或者处理器1110通过运行存储在存储器1120中的软件程序、指令以及模块,实现上述方法实施例的一种任务调度方法:调度器从任务调度队列中获取待调度的当前任务,并获取每个物理节点上大于等于所述当前任务的优先级的任务,形成节点-任务映射表;所述调度器根据所述映射表以及预设筛选条件确定最符合所述预设筛选条件的目标物理节点;以及所述调度器将所述当前任务与所述目标物理节点绑定,并将绑定的信息发送到API服务器。
或者处理器1110通过运行存储在存储器1120中的软件程序、指令以及模块,实现上述方法实施例的一种任务抢占方法:当物理节点处理待运行的目标任务时,获取所述物理节点上正在运行的任务列表;所述物理节点检测其剩余资源是否满足所述目标任务运行所需的资源;若物理节点检测其剩余资源不满足目标任务运行所需的资源,所述物理节点将所述任务列表中的优先级低于所述目标任务优先级的任务,按照优先级从低到高的顺序依次移入待移除队列,直至所述物理节点执行所述任务列表中的任务后所得到的剩余资源满足所述目标任务运行所需的资源,并采用所述目标任务抢占所述待移除队列中的任务;以及所述物理节点调用执行环境,运行所述目标任务。
存储器1120可以包括存储程序区和存储数据区,其中,存储程序区可存储操作系统、至少一个功能所需要的应用程序;存储数据区可存储根据计算机设备的使用所创建的数据等。此外,存储器1120可以包括高速随机存取存储器,还可以包括非暂态性存储器,例如至少一个磁盘存储器件、闪存器件、或其他非暂态性固态存储器件。在一些实施例中,存储器1120可选包括相对于处理器1110远程设置的存储器,这些远程存储器可以通过网络连接至终端设备。上述网络的实例包括但不限于互联网、企业内部网、局域网、移动通信网及其组合。
输入装置1130可用于接收输入的数字或字符信息,以及产生与计算机设备的用户设置以及功能控制有关的键信号输入。输出装置1140可包括显示屏 等显示设备。
本申请实施例提供了一种计算机可读存储介质,其上存储有计算机程序,该程序被处理器执行时,实现如本申请实施例提供的一种任务创建方法:获取任务的创建请求;以及当检测到所述任务所属租户的配额里包含与所述任务的优先级匹配的资源,且匹配资源满足所述任务的创建条件,根据所述创建请求创建所述任务。

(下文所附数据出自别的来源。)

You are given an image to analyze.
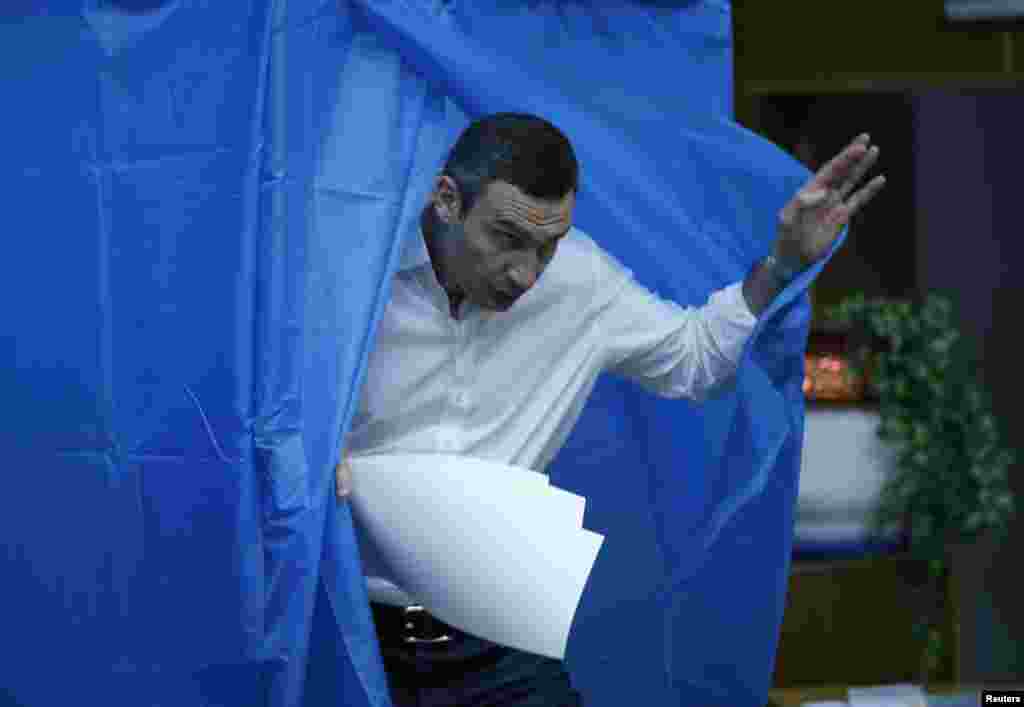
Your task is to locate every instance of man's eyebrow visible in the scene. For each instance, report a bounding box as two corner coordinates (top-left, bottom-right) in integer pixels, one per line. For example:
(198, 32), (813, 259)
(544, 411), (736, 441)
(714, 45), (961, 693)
(493, 218), (571, 244)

或者该程序被处理器执行时,实现上述方法实施例的一种任务调度方法,即:调度器从任务调度队列中获取待调度的当前任务,并获取每个物理节点上大于等于所述当前任务的优先级的任务,形成节点-任务映射表;所述调度器根据所述映射表以及预设筛选条件确定最符合所述预设筛选条件的目标物理节点;以及所述调度器将所述当前任务与所述目标物理节点绑定,并将绑定的信息发送到API服务器。
或者该程序被处理器执行时,实现上述方法实施例的一种任务抢占方法:物理节点处理待运行的目标任务时,获取所述物理节点上正在运行的任务列表;所述物理节点检测其剩余资源是否满足所述目标任务运行所需的资源;若物理节点检测其剩余资源不满足目标任务运行所需的资源,所述物理节点将所述任务列表中的优先级低于所述目标任务优先级的任务,按照优先级从低到高的顺序依次移入待移除队列,直至所述物理节点执行所述任务列表中的任务后所得到的剩余资源满足所述目标任务运行所需的资源,并采用所述目标任务抢占所述待移除队列中的任务;以及所述物理节点调用执行环境,运行所述目标任务。

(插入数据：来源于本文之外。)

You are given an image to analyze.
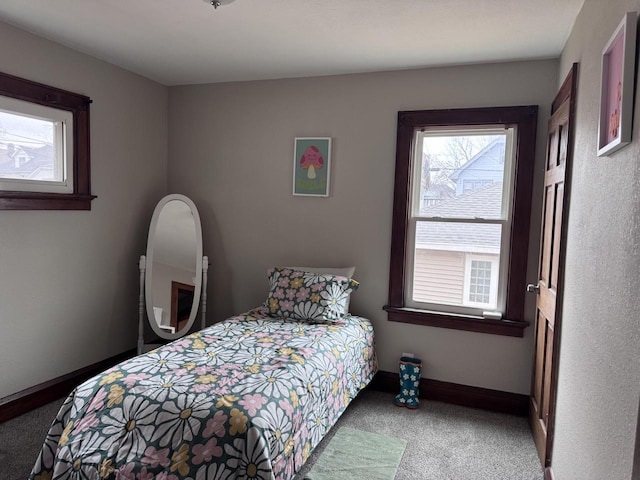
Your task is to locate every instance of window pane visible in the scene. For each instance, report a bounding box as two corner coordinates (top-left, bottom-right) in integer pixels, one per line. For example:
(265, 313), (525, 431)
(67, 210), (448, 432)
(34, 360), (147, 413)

可以采用一个或多个计算机可读的介质的任意组合。计算机可读介质可以是计算机可读信号介质或者计算机可读存储介质。计算机可读存储介质例如可以是——但不限于——电、磁、光、电磁、红外线、或半导体的系统、装置或器件,或者任意以上的组合。计算机可读存储介质的更具体的例子(非穷举的列表)包括:具有一个或多个导线的电连接、便携式计算机磁盘、硬盘、随机存取存储器(RAM)、只读存储器(ROM)、可擦式可编程只读存储器(EPROM或闪存)、光纤、便携式紧凑磁盘只读存储器(CD-ROM)、光存储器件、磁存储器件、或者上述的任意合适的组合。在本文件中,计算机可读存储介质可以是任何包含或存储程序的有形介质,该程序可以被指令执行系统、装置或者器件使用或者与其结合使用。

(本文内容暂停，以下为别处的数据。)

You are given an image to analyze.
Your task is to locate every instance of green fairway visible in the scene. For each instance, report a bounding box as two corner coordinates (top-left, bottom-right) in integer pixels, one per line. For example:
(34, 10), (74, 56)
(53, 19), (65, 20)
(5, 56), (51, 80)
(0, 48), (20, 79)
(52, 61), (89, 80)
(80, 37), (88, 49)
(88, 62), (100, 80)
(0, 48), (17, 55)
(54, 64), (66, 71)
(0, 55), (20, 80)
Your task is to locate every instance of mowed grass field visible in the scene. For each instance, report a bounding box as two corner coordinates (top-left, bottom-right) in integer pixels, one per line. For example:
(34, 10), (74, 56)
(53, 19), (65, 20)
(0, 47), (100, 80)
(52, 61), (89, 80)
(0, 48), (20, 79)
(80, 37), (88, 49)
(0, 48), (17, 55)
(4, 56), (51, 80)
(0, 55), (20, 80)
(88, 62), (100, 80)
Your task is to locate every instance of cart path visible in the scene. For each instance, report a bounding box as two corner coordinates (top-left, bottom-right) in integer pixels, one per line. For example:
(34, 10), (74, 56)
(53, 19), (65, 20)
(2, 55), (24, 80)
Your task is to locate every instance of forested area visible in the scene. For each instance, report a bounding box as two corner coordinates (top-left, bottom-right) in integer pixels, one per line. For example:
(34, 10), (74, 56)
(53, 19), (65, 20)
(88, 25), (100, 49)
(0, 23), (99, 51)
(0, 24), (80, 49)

计算机可读的信号介质可以包括在基带中或者作为载波一部分传播的数据信号,其中承载了计算机可读的程序代码。这种传播的数据信号可以采用多种形式,包括——但不限于——电磁信号、光信号或上述的任意合适的组合。计算机可读的信号介质还可以是计算机可读存储介质以外的任何计算机可读介质,该计算机可读介质可以发送、传播或者传输用于由指令执行系统、装置或者器件使用或者与其结合使用的程序。
计算机可读介质上包含的程序代码可以用任何适当的介质传输,包括——但不限于——无线、电线、光缆、RF等等,或者上述的任意合适的组合。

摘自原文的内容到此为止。